One of the points most strongly argued by eurosceptics is that the euro was the trigger for all the follow-on problems of property bubbles, wild spending by governments, etc. How true is that?
It’s certainly true that exiting the eurozone creates problems that a country would not have if it had not entered the eurozone in the first place. But I’m not sure I buy the argument that Greece et al would still be competitive if it still had the drachma. Greek competitiveness has surely been hindered by successive Greek governments throwing borrowed money at their people rather than reforming their economy, and that would have happened inside or out. It’s the weirdness of the pro-devaluation argument that I struggle with: its supporters say that internal devaluation within the euro, that is, cutting labour costs, etc, hurts the poor. That can be true. But devaluation increases imported inflation which makes fuel and imported food and consumer goods more expensive which also hurts the poor. You cannot get away from actual economic reforms, and at least within the eurozone you have the benefit of currency stability. Selling devaluation as a pain free solution is a three card trick.

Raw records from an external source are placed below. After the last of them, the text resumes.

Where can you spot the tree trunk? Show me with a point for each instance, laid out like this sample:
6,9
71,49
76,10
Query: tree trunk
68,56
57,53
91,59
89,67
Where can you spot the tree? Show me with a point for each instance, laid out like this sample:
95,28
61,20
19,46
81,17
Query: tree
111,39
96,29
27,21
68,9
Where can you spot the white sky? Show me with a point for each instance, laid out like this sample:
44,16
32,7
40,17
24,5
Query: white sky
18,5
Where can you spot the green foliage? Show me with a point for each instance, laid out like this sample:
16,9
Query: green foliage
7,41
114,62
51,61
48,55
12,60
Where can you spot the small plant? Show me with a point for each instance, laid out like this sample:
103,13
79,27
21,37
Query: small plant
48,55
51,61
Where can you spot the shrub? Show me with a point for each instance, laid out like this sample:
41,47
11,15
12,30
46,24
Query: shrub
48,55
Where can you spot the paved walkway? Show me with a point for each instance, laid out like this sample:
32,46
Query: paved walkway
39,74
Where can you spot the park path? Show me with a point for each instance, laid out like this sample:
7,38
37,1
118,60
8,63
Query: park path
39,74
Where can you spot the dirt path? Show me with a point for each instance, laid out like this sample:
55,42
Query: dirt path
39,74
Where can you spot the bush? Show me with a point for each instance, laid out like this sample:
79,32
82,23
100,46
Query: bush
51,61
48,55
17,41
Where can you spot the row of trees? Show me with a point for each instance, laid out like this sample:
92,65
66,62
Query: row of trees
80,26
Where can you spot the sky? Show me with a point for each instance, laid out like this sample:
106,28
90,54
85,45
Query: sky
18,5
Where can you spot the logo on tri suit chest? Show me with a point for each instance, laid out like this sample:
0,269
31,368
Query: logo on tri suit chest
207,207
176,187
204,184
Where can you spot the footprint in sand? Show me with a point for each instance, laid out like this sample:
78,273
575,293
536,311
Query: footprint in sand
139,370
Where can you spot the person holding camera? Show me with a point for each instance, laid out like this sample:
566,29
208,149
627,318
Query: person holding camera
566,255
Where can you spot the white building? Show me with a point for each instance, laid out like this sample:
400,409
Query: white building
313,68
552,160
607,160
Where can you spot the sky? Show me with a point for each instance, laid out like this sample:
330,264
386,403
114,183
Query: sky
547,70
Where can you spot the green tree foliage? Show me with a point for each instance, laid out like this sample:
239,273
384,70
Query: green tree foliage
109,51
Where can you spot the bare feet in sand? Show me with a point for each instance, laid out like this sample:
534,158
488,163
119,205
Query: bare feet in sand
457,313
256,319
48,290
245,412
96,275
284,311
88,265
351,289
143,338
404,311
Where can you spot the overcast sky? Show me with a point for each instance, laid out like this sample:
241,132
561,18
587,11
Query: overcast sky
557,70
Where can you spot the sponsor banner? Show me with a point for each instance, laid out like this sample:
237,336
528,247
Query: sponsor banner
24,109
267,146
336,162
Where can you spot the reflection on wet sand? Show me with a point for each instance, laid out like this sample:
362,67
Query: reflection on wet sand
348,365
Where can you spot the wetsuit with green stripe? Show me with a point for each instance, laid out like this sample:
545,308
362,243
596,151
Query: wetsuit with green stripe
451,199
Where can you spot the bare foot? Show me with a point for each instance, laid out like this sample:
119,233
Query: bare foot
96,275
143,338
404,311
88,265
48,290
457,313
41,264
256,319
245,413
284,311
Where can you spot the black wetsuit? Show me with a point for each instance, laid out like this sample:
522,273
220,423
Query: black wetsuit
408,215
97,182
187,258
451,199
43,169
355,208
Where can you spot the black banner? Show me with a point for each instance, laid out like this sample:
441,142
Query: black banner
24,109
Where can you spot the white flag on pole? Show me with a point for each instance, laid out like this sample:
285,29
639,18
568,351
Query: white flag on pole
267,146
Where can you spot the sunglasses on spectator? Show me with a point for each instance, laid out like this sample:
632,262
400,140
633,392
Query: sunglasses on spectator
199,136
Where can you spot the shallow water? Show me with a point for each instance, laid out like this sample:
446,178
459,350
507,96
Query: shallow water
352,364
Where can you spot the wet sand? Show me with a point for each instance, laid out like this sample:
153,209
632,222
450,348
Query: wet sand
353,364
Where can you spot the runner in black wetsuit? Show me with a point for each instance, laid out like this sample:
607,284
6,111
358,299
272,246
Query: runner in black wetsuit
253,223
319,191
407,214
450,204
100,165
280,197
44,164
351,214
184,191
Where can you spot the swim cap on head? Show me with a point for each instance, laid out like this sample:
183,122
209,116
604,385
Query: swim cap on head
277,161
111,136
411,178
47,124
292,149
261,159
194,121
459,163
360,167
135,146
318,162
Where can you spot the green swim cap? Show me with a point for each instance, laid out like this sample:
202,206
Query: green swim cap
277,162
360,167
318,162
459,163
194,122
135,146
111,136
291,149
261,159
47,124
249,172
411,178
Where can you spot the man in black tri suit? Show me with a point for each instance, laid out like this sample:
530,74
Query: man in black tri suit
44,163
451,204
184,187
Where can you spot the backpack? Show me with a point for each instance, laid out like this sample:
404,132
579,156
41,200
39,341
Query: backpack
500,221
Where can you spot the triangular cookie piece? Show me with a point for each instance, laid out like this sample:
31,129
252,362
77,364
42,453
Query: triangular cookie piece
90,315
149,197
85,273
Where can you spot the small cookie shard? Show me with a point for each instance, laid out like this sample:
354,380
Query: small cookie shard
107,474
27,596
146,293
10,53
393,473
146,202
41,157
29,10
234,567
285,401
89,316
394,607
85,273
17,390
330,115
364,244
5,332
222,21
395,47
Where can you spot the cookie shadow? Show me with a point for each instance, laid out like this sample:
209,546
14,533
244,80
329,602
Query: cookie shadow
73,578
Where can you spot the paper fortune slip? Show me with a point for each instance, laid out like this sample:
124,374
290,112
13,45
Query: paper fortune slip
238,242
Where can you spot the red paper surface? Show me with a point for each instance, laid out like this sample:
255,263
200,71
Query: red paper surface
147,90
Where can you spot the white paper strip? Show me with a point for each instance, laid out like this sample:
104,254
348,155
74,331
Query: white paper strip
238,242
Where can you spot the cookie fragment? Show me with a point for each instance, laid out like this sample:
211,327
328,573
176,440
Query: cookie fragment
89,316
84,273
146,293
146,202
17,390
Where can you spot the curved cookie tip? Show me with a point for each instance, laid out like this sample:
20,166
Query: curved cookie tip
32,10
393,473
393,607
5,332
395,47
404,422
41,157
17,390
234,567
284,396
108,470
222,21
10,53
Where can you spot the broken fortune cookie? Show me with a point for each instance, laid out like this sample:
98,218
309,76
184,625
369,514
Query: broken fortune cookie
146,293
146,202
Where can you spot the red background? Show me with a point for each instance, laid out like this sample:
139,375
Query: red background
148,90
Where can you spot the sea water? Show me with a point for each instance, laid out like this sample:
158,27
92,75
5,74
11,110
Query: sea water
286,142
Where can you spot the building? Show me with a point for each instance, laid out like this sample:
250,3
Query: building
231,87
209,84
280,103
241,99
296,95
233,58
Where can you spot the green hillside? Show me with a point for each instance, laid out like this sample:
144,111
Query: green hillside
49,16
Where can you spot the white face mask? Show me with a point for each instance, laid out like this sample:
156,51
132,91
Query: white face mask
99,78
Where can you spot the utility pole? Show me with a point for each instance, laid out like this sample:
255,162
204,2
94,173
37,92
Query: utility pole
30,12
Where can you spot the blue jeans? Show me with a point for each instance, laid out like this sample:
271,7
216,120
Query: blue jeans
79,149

As for the cheap credit argument: Would Spain and Ireland not have had property bubbles if they had kept the punt and peseta? It is certainly arguable that Irish lending institutions would not have had as much access to cheap funds to lend out, but don’t forget that both countries were seen as attractive places to invest, and in the modern global economy that attracts capital. Ireland had a growing economy, a strong pro-business environment, a well-educated workforce and membership of the single European market. We should also not forget that the amount of money flooding into Ireland, even if it had been a smaller amount, was still going to be lent recklessly by a banking regulation regime that was not as much light touch as a financial version of shadow hand puppets.
Finally, don’t forget that Ireland had been a public spending nutcase OUTSIDE of EMU, and became a good boy once bound by the Maastricht criteria. EMU forced Irish leaders to obey borrowing rules that they would have struggled to create domestically.
Of course, the big question is what would have happened in a Europe where countries like Greece over borrowed but without EMU. Would we still be baling out Greece if there was no euro? That depends as to how integrated the banking system would have become. Is there reason to believe that the non-existence of a single European currency would have made cross border contamination less likely? That’s the big question to which I don’t know the answer, but it does raise another question: Did the problems of banks in other (non-European) currency zones have any effect on us? Is this a problem of EMU, or the intricate integration of the global banking system? Is the problem that we are trying to apply national solutions to what is essentially a European banking system?